Last week we argued Champagne was a poor choice for a wedding reception. Too many people, too high prices, too much cacophony to appreciate expensive French bubbles.
Champagne has a place. Consider it for an intimate honeymoon meal. Consider it for an anniversary tête-à-tête. Consider it when you want to treat yourselves to a special episode just because you can.
While Champagne makers insist their product is more than just a special-time tipple, for most of us opening a wine that costs triple digits automatically makes it a special event. So what is Champagne? There are specific rules and production methods that make it what it is and why it costs what it does.

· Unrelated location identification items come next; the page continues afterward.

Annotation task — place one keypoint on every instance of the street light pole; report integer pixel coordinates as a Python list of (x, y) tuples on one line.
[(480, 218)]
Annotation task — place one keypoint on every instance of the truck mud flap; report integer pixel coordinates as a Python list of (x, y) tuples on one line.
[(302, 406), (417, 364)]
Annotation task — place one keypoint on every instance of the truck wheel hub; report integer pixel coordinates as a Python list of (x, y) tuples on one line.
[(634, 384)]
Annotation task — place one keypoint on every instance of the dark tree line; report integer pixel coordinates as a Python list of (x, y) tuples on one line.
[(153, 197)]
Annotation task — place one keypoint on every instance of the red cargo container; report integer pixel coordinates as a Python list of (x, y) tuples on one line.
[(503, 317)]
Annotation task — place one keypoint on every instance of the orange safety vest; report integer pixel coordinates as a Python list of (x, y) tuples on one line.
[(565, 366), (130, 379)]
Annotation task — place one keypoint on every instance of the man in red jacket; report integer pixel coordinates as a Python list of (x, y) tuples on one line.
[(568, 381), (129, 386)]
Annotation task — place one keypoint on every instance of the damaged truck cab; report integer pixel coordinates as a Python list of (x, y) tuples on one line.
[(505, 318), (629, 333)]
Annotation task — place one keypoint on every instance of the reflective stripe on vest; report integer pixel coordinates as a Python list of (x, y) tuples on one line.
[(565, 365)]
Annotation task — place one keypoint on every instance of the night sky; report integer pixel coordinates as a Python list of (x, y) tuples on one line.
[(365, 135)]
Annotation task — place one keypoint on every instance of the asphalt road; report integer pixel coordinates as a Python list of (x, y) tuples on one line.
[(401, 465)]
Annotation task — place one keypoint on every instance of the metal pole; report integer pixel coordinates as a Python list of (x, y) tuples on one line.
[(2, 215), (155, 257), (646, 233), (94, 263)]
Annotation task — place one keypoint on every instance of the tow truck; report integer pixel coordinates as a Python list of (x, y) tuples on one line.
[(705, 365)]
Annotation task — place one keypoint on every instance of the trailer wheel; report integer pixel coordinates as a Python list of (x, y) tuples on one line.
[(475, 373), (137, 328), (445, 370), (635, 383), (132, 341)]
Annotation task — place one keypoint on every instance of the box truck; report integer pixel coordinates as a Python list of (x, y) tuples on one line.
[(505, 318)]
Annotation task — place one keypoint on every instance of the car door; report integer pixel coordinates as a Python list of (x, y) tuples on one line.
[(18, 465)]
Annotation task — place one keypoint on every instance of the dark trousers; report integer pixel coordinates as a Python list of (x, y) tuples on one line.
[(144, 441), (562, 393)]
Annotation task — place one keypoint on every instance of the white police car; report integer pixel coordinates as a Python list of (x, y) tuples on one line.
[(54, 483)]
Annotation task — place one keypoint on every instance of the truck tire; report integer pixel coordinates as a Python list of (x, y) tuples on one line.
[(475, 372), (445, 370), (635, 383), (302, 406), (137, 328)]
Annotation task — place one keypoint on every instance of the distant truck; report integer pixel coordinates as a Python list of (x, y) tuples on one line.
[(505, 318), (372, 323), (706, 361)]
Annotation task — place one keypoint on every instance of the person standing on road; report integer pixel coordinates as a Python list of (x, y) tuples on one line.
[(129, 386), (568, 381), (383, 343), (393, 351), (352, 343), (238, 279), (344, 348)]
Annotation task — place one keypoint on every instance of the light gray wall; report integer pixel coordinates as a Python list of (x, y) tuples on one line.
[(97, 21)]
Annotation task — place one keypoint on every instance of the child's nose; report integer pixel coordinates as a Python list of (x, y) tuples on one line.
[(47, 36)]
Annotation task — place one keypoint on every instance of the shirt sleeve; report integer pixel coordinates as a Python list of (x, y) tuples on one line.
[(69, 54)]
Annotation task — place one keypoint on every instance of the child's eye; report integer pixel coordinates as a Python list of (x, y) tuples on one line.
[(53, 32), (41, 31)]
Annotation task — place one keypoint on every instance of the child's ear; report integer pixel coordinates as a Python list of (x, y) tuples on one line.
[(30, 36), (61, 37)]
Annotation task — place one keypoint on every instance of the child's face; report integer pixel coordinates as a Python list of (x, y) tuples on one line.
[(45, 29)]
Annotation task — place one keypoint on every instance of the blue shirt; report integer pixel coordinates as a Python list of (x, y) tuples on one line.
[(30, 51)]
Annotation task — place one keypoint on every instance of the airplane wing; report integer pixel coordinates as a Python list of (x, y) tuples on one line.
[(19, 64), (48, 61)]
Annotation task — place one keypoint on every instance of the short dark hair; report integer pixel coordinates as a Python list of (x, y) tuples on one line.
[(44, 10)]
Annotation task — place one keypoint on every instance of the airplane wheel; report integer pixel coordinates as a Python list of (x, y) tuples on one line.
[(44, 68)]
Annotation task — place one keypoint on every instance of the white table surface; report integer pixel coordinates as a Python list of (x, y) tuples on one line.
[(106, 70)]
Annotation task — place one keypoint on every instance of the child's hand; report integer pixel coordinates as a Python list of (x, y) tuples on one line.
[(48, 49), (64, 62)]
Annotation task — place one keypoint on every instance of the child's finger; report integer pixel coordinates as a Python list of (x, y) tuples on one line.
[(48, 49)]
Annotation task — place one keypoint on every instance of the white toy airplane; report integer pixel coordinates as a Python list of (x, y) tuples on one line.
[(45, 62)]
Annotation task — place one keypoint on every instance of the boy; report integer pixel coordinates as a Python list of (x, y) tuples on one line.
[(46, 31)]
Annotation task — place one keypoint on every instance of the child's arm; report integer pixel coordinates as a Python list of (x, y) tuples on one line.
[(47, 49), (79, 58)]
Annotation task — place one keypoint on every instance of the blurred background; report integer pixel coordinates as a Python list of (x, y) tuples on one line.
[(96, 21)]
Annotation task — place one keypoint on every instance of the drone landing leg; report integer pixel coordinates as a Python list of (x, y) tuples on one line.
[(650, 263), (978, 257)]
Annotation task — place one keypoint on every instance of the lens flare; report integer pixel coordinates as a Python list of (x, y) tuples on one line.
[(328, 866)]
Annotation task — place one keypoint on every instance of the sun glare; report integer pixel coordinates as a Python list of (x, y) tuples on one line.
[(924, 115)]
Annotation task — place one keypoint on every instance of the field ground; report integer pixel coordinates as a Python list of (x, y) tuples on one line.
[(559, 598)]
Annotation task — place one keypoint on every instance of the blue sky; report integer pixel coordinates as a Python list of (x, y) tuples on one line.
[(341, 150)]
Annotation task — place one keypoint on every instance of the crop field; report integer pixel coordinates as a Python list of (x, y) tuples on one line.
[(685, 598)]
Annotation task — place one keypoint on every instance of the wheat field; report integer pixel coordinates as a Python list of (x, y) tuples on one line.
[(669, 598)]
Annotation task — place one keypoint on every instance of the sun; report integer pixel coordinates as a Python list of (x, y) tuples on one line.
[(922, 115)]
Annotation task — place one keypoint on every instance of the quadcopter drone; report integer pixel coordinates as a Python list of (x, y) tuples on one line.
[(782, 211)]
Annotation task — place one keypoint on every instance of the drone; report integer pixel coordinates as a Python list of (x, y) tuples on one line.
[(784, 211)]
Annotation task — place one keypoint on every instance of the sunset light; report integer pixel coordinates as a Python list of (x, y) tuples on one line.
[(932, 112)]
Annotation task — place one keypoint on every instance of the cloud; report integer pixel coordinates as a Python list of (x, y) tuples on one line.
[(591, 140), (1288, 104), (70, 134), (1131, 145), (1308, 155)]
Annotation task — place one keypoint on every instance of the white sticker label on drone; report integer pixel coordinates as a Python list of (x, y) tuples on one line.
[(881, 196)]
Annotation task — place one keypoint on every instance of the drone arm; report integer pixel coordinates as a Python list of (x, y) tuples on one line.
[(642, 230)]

Start with location. Champagne is exclusive to the chalk-and-clay soils of France’s Champagne region centered around the city of Reims, about 90 miles east, slightly north of Paris. Legislation defined the production zone in 1927. It encompasses about 132 square miles, 319 villages. Nearly 280,000 plots are tended by more than 16,000 growers. Most plots are about the size of a tennis court.
Myriad plots create a mosaic of individual terroirs, giving Champagne makers a rich, diverse palate of grapes. Champagne can only be made using three grapes: chardonnay, pinot noir, and pinot meunier, although very limited quantities of other varieties are allowed in rare instances.
Makers must employ méthode traditionnelle where the second fermentation—the fermentation that produces CO2 bubbles—is in the bottle that you eventually buy. Non-vintage bottles must age a minimum of 15 months in the bottle; many Champagne houses age longer. Vintage-dated bottles must age a minimum of three years; many houses age longer.
Champagne is the most expensive sparkling wine. Elaborate and lengthy production protocols contribute to Champagne’s pricing. Vintage-dated bottles start at $60-80. Prestige bottles have sold for as much as $2 million. Ultra high-end examples sell for $275,000. A bottle of Perrier-Jouët, 1874 vintage, sold for $57,000, the record amount at Christie’s. You can buy a bottle of Dom Perignon Brut Rosé 2005 online for $2,500-$3,500. Everyday bottles sell for $125-$300-plus.
Champagne costs as much as it does because it is excellent wine, time-consuming to make, rare in the highest quality tiers, and—most importantly—because Champagne drinkers are willing to pay. All of which is why I recommended you pour less-expensive sparkling at your raucous post-matrimonial-vows shindig. Save Champagne for the times and places you can really appreciate it.
Last round: Marriage is a union between a person who never remembers anniversaries and another person who never forgets them. Wine time.